Chemical process more efficiently converts carbon dioxide to methanol, a chemical used in manufacturing and a potential fuel

A new chemical process funded by the U.S. National Science Foundation has produced methanol — a type of alcohol essential for manufacturing many common products and a potential fuel source — more efficiently than ever before. The method generates methanol from carbon dioxide nearly 66% more efficiently than the next best approach.

The process uses a dual combination of nickel- and cobalt-based compounds as a catalyst on nanotubes, where multiple chemical reactions and electricity convert carbon dioxide to methanol. More of the C0₂ is transformed into methanol and with comparatively less electricity consumption, making the overall process more efficient. The findings are published in Nature Nanotechnology by a team of scientists spanning Yale University, Oregon State University and The Ohio State University.

"Methanol is a flexible chemical feedstock that is used for hundreds of common products including plastics, chemicals and solvents," says Alvin Chang, an OSU doctoral student and coauthor on the study.

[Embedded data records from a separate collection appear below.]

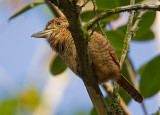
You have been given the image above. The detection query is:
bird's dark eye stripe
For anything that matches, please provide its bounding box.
[57,22,61,25]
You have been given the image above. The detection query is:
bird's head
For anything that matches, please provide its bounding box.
[32,17,69,39]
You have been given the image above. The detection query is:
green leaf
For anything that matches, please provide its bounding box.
[0,99,18,115]
[152,107,160,115]
[50,56,67,75]
[140,55,160,98]
[80,8,119,23]
[90,97,111,115]
[96,0,143,9]
[133,12,156,41]
[9,1,44,20]
[96,0,119,9]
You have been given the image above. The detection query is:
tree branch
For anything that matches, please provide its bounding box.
[84,4,160,30]
[50,0,108,115]
[103,82,130,115]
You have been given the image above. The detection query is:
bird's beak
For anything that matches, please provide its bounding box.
[31,29,53,38]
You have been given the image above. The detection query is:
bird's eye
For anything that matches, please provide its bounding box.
[57,22,61,26]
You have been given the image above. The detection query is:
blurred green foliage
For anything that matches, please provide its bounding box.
[0,88,39,115]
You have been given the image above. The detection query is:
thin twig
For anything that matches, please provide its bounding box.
[44,0,64,17]
[132,11,147,33]
[103,82,130,115]
[125,58,147,115]
[120,0,135,67]
[125,58,138,89]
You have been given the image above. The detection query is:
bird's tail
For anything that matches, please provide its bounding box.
[117,74,143,103]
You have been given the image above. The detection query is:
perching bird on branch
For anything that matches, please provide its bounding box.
[32,17,143,103]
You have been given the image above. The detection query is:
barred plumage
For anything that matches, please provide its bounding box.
[32,17,143,103]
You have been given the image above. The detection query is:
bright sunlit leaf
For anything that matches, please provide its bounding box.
[9,1,44,20]
[0,99,18,115]
[139,55,160,98]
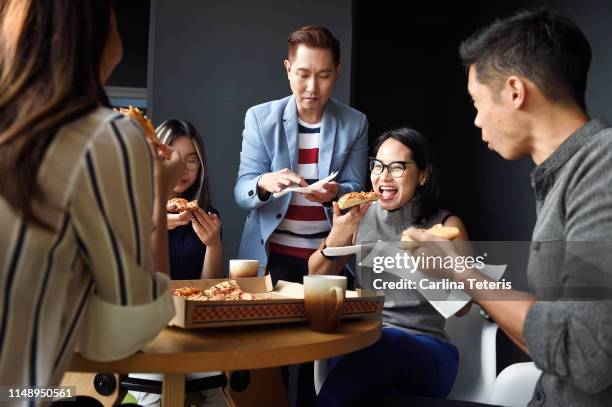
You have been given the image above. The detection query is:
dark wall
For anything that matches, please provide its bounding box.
[106,0,150,88]
[148,0,352,270]
[352,0,612,240]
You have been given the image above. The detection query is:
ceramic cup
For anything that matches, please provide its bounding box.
[304,275,346,332]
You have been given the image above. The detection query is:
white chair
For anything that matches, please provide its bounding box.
[446,305,497,403]
[314,306,497,403]
[489,362,542,407]
[314,305,542,407]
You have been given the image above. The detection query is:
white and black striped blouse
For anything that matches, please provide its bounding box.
[0,107,174,392]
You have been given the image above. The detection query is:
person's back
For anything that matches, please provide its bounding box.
[0,107,172,385]
[0,0,182,394]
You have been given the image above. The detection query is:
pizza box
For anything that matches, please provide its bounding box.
[169,275,385,329]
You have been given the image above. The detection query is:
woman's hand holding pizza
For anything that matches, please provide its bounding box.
[168,210,191,230]
[191,208,221,247]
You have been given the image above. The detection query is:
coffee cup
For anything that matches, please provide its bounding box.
[230,259,259,278]
[304,275,346,332]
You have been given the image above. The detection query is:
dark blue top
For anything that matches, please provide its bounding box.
[168,208,221,280]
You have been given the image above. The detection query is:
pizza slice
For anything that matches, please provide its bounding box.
[166,198,198,213]
[338,192,378,209]
[402,224,459,249]
[173,280,258,301]
[115,105,171,159]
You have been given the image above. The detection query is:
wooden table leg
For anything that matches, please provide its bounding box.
[162,373,185,407]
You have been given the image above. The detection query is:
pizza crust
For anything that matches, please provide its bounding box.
[172,280,257,301]
[402,223,460,249]
[338,192,378,209]
[166,198,198,213]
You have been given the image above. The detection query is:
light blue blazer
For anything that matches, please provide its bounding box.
[234,96,368,264]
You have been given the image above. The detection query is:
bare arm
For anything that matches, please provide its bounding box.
[151,147,185,275]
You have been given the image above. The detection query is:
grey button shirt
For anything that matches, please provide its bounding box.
[524,120,612,407]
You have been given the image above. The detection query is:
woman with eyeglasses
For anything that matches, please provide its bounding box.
[308,128,469,406]
[155,119,223,280]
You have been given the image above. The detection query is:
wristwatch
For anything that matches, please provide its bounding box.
[321,239,340,261]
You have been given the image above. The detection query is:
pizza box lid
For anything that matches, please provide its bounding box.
[169,275,384,328]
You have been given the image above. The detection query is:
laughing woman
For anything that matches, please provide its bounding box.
[308,128,467,406]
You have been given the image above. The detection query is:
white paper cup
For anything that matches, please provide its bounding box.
[230,259,259,278]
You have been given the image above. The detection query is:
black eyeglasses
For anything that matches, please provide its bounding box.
[370,157,415,178]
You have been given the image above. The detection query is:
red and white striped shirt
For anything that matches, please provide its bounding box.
[270,119,330,259]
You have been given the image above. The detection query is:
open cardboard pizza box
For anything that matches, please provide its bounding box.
[169,275,385,328]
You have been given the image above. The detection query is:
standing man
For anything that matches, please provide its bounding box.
[409,11,612,407]
[234,26,368,283]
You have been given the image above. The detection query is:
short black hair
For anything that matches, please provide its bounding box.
[459,9,591,111]
[372,127,440,223]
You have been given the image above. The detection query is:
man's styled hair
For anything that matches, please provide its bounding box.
[288,25,340,66]
[459,9,591,111]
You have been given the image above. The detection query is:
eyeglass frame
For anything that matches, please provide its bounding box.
[368,157,416,178]
[185,157,202,171]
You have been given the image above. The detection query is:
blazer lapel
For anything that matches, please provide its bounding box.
[318,99,338,179]
[283,96,299,172]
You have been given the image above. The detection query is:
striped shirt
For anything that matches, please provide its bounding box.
[270,119,330,259]
[0,107,174,392]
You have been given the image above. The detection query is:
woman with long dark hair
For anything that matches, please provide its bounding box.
[155,119,223,280]
[308,128,468,406]
[0,0,183,386]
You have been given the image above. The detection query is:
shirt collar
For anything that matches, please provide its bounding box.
[531,119,609,188]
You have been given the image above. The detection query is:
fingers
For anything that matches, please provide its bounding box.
[302,193,319,202]
[278,168,308,187]
[193,208,214,229]
[332,201,341,223]
[357,201,372,219]
[153,143,173,160]
[323,181,340,195]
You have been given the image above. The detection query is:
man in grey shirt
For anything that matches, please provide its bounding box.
[408,7,612,407]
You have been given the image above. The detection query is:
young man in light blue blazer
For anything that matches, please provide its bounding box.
[234,26,368,283]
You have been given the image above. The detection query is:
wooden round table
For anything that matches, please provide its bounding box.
[68,318,381,406]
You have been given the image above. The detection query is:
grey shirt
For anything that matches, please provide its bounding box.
[356,203,450,341]
[524,120,612,407]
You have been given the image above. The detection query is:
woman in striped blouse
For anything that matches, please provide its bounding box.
[0,0,183,386]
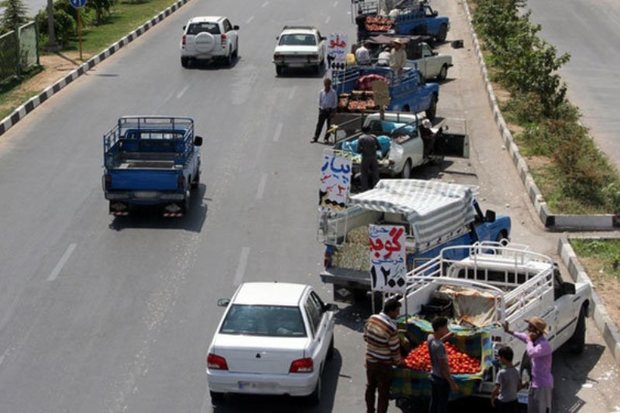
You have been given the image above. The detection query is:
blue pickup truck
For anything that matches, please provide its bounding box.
[102,116,202,217]
[352,0,450,42]
[333,66,439,120]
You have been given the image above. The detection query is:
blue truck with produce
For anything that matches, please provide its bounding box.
[352,1,450,42]
[319,179,511,302]
[332,66,439,120]
[102,116,202,217]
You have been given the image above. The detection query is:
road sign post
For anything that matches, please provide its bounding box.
[69,0,86,60]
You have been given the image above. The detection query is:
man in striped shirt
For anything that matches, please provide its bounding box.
[364,299,401,413]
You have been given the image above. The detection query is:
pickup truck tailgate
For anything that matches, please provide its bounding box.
[109,169,181,191]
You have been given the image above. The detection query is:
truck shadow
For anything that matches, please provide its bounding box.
[212,348,342,413]
[553,340,611,412]
[110,184,208,232]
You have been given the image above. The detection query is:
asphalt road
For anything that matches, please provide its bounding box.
[0,0,620,413]
[527,0,620,171]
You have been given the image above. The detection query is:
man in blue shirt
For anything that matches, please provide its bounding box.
[310,78,338,143]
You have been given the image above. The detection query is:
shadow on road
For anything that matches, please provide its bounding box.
[110,184,208,232]
[213,344,342,413]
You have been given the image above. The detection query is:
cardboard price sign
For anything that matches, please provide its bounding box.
[371,80,390,107]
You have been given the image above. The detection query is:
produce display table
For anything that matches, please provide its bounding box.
[390,317,493,400]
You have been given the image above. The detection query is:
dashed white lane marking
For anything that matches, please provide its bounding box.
[256,174,267,201]
[47,244,77,281]
[273,123,283,142]
[177,85,189,99]
[288,86,297,100]
[233,247,250,287]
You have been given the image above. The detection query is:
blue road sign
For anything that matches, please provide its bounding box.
[69,0,86,9]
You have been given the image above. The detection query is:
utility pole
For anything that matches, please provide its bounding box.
[45,0,60,52]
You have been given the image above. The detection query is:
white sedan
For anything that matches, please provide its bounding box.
[207,282,337,404]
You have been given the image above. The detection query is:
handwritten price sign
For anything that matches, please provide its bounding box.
[368,225,407,293]
[319,152,351,211]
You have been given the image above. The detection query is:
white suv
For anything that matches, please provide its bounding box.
[181,16,239,67]
[273,26,326,75]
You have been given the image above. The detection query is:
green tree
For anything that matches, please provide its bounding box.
[86,0,114,25]
[0,0,28,32]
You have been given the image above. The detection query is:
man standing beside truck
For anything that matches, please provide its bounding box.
[364,299,401,413]
[357,125,381,191]
[310,78,338,143]
[504,317,553,413]
[428,317,459,413]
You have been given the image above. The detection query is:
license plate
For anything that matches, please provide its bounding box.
[134,191,157,198]
[239,381,276,390]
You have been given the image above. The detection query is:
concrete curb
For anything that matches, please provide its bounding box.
[463,0,620,231]
[558,238,620,364]
[0,0,189,136]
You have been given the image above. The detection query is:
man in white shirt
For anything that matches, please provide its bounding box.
[355,43,371,66]
[310,78,338,143]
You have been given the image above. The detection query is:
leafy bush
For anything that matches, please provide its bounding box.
[35,3,77,46]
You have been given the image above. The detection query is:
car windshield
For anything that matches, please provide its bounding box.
[279,34,316,46]
[220,304,306,337]
[187,22,220,34]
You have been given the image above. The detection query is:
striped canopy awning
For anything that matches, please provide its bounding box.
[350,179,478,243]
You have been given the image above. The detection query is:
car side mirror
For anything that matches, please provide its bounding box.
[484,209,495,222]
[323,303,338,311]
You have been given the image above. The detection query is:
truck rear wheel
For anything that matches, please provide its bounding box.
[425,95,437,120]
[568,305,587,354]
[435,24,448,42]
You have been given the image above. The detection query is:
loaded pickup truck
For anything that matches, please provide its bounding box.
[391,242,592,405]
[102,116,202,217]
[319,179,511,302]
[364,35,452,80]
[334,112,444,179]
[354,0,450,42]
[333,66,439,120]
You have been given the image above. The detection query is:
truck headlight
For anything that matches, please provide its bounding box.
[388,142,405,163]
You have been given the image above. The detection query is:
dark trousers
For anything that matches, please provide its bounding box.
[495,400,519,413]
[360,157,379,191]
[428,374,450,413]
[314,109,333,140]
[366,362,392,413]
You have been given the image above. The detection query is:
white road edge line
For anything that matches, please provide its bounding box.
[177,85,189,99]
[256,174,267,201]
[47,244,77,281]
[288,86,297,100]
[233,247,250,287]
[273,123,284,142]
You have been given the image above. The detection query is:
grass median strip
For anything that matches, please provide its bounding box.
[0,0,181,124]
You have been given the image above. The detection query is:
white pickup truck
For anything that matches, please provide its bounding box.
[394,242,592,402]
[407,42,452,80]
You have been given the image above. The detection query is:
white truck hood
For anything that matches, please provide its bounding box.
[274,45,319,55]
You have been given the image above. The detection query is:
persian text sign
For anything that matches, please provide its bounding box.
[368,225,407,293]
[327,33,349,69]
[319,151,351,211]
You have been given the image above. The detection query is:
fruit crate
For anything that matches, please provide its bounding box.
[390,316,493,400]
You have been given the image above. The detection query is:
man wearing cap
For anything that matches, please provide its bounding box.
[504,317,553,413]
[390,39,407,79]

By improving methanol production, scientists could make it faster, cheaper and with less waste.

Methanol is being explored as a low-cost fuel for generating electricity, powering ships, supplementing gasoline for automobiles and more. In addition to using C0₂ from the atmosphere, the process could enable methanol production from plentiful agricultural and municipal waste.

Having steady access to such a versatile and renewable resource could transform many aspects of daily life, including the transportation sector, says Robert Baker, Ohio State chemistry professor and one of the study's authors.

Baker, Chang and Hailiang Wang at Yale used a unique, dual-site electrocatalyst to bring this new method to life. Catalysts in general are used to speed up the rate of chemical reactions without themselves being consumed. Electrocatalysts do the same, but with electrochemical reactions.

Compared to the single-site version, the dual-site catalyst sped up methanol production while wasting less energy during creation, reaching an electrochemical charge transfer efficiency of 50%. By comparison, the single-site catalytic method is no more than 30% efficient.

"This innovative research is an important advance toward more efficient methanol production through reduced power consumption and waste generation — and potentially a powerful tool for American manufacturing and fuel production," says Kenneth Moloy, a program director in the NSF Division of Chemistry, which supported the research.